I've written about SAP's Frictionless acquisition countless times on Spend Matters -- what it meant initially, the advantages it provided SAP, its disadvantages, and how the platform would ultimately become part of a broader On-Demand strategy encompassing a range of business applications. Now, it appears, a number of sources indirectly tied to -- though not employed by -- SAP are suggesting that the venerable ERP provider will soon kill off the Frictionless platform in favor of its home-grown Business ByDesign SaaS platform (originally aimed at just the SMB market). I reached out to SAP this week, and the contact I spoke with suggested that this is unequivocally not the case (when it comes to e-sourcing), and that we can expect to see the Frictionless platform continue to serve as the foundation for a range of On-Demand initiatives for some time. However, not everyone is convinced.

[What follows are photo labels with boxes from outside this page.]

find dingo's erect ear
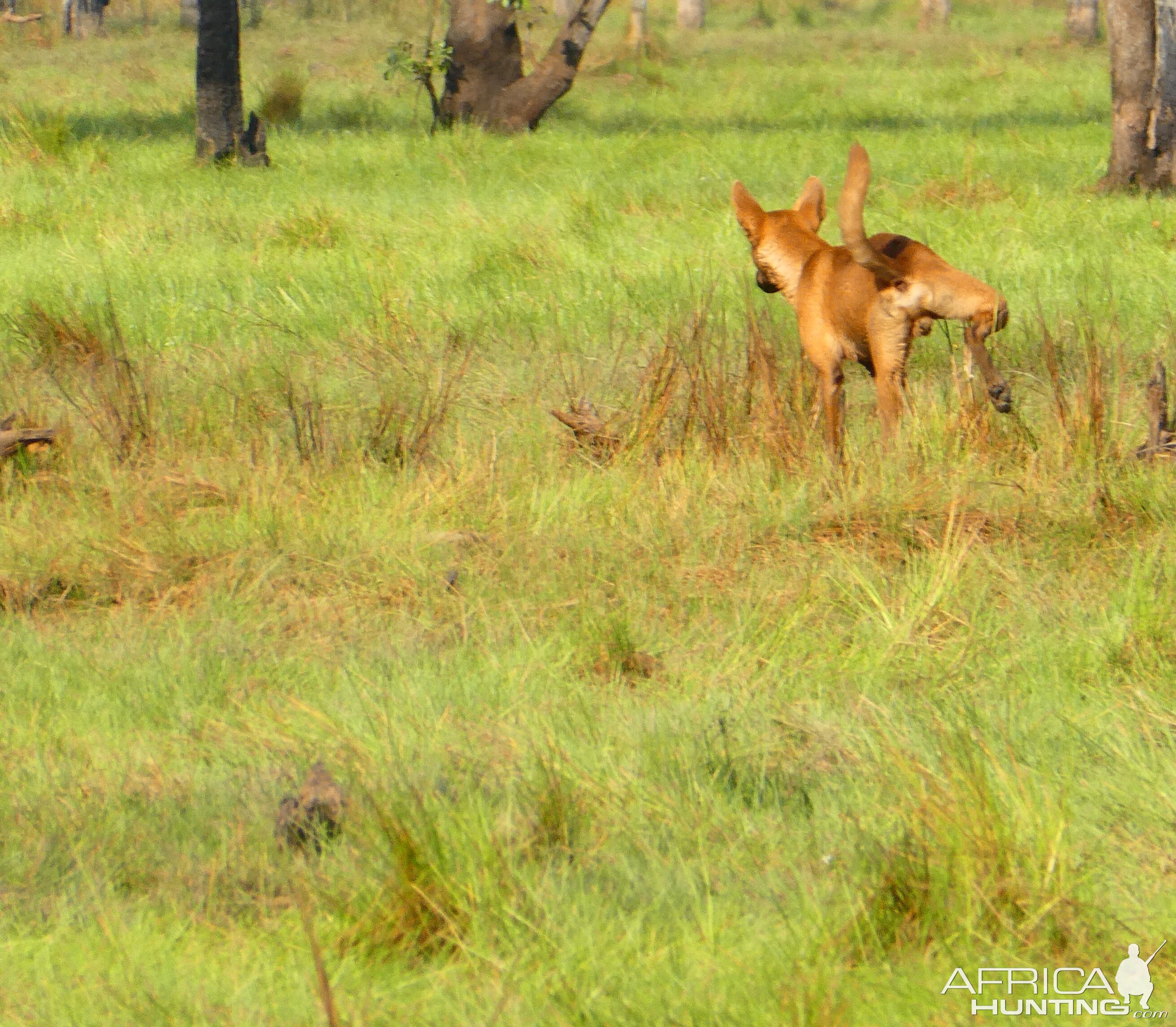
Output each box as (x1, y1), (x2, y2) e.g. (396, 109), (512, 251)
(793, 176), (824, 232)
(731, 182), (763, 246)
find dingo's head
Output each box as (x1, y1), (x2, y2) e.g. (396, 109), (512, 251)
(731, 178), (824, 300)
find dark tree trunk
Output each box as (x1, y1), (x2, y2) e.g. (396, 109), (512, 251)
(197, 0), (269, 165)
(437, 0), (609, 132)
(1066, 0), (1098, 44)
(1103, 0), (1176, 188)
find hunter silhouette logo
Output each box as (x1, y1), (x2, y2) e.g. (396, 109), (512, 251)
(940, 939), (1168, 1020)
(1115, 938), (1168, 1010)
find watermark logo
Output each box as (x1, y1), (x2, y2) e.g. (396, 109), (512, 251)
(940, 939), (1168, 1020)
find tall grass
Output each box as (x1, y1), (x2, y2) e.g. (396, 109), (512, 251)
(0, 0), (1176, 1027)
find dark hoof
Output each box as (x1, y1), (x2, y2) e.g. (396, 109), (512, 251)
(988, 381), (1013, 414)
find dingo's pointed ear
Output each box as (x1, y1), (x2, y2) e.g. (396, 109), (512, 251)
(731, 182), (763, 246)
(793, 176), (824, 232)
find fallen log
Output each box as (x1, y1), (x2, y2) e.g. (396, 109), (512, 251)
(0, 414), (57, 460)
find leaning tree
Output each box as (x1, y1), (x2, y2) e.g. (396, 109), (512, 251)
(1104, 0), (1176, 189)
(197, 0), (269, 166)
(435, 0), (609, 132)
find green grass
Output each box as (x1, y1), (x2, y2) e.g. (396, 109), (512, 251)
(0, 4), (1176, 1027)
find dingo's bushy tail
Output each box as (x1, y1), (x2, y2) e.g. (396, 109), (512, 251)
(837, 142), (901, 285)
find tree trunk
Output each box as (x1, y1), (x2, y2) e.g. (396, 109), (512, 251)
(437, 0), (609, 132)
(197, 0), (269, 166)
(629, 0), (649, 51)
(678, 0), (707, 28)
(1104, 0), (1172, 188)
(1148, 0), (1176, 180)
(918, 0), (951, 32)
(1066, 0), (1098, 44)
(61, 0), (106, 39)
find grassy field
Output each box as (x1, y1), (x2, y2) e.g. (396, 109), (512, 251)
(0, 0), (1176, 1027)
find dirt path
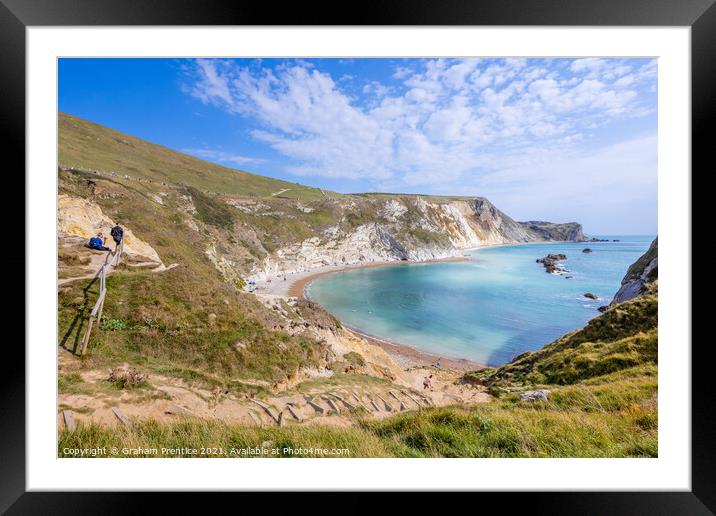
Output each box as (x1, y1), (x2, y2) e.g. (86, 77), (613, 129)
(58, 349), (490, 426)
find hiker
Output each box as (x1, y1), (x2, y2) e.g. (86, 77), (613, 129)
(87, 233), (110, 251)
(423, 375), (433, 389)
(109, 221), (124, 250)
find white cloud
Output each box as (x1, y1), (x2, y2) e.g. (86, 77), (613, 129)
(183, 58), (656, 199)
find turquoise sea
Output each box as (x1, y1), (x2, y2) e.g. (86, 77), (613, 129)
(307, 235), (654, 366)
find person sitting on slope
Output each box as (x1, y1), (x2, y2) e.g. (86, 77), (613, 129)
(87, 233), (110, 251)
(109, 222), (124, 250)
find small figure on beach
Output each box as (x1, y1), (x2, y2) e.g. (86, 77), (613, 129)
(87, 233), (110, 251)
(109, 221), (124, 250)
(423, 375), (433, 389)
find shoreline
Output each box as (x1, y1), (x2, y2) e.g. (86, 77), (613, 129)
(288, 256), (470, 299)
(256, 241), (586, 371)
(343, 325), (487, 372)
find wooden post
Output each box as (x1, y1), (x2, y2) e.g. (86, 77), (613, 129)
(62, 410), (77, 432)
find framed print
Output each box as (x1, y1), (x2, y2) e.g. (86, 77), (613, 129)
(0, 0), (716, 514)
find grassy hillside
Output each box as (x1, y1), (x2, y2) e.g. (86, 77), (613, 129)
(58, 115), (658, 457)
(58, 113), (332, 200)
(474, 292), (659, 385)
(59, 365), (658, 457)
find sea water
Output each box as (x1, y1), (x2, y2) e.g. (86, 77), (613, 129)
(307, 235), (654, 366)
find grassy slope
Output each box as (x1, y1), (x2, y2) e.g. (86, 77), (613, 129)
(60, 295), (658, 457)
(58, 113), (332, 200)
(59, 116), (657, 457)
(59, 365), (658, 457)
(474, 290), (659, 386)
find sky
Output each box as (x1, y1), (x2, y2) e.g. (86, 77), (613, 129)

Spend Matters has heard from multiple SAP partners in both the SI and BPO realms that SAP plans to change to ByDesign as soon as possible. (Two went so far as to suggest that the only reason the e-sourcing product remains on the product slate for 2010 is that its sales team would be in open rebellion if it were taken away.) My source at SAP again denies this rumor, insisting that the legacy platform is still very much alive; however, this source also said that when it comes to delivering a defined set of functionality and underlying capabilities, the ultimate choice of platforms is irrelevant.
At the end of the day, despite all this rabble-rousing, I also believe that it doesn't matter whether or not SAP keeps the Frictionless solution; Frictionless' fundamental strength was always its underlying architecture and configurability, rather than any functional superiority (or usability, however much it's improving today). What SAP customers and partners should be more concerned about is whether SAP ends up swapping out a solution in 2011 -- or whenever -- that is not yet at the functional level of the previous product. This would be just the type of boneheaded corporate move that large software companies are known to make, and it would, without question, cause open rebellion among partners and those in the field engaged in sales cycles (not to mention customers, if forced to switch prematurely).
Enough analysis here. What are your thoughts on how long SAP will end up keeping the Frictionless platform alive? (In getting in a final word this morning, I must commend the Frictionless team for originally building out a SaaS platform that was way ahead of its time.)